In the instant case, the majority apparently recognizes the right of rebuttal, and holds that the prosecution failed to satisfy this burden. Accordingly, the majority remands with instructions to vacate appellant’s conviction on the additional charge. With all due respect, I fail to see how my colleagues can remand with such instructions where the prosecution has been afforded no meaningful opportunity to demonstrate that the additional charges were not improperly motivated. In so doing, the majority renders meaningless the very right it appears to recognize. The majority concludes, in note 10, that the prosecution has offered no adequate explanation for the additional charges. In both United States v. Groves, supra, and United States v. Ruesga-Martinez, supra, the Ninth Circuit examined and rejected with adequate discussion the prosecutorial explanations there offered.
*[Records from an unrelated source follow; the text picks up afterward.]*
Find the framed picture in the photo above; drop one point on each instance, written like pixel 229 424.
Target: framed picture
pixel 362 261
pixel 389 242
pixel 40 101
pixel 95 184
In the instant case, I think we lack information necessary to impose so drastic a measure as the vacation of a judgment of conviction on an added charge involving additional facts. The bringing of new or additional charges is considered ordinarily to be a matter of prosecutorial discretion.1 In my view we should remand for a hearing at which the prosecution is given an opportunity to satisfy its burden of showing that vindictiveness did not motivate it to bring the additional charges against appellant the second time around. The prosecution may, for example, establish that new evidence in support of the destroying private property charge came to its attention in the period between the first and second informations, or that a previously unknown witness came forward during this period. As such, the prosecution would be like the sentencing judge who, under Pearce, may demonstrate that he increased the sentence following reconviction due to some extrinsic, aggra*700vating factor. I believe this is well within the letter and spirit of the cases on which both the majority and I rely, and I think that a reasonable balancing of the interests of due process and prosecutorial discretion requires that we do no less.

. Cf. Bordenkircher v. Hayes, - U.S. -, 98 S.Ct. 663, 54 L.Ed.2d 604 (1978).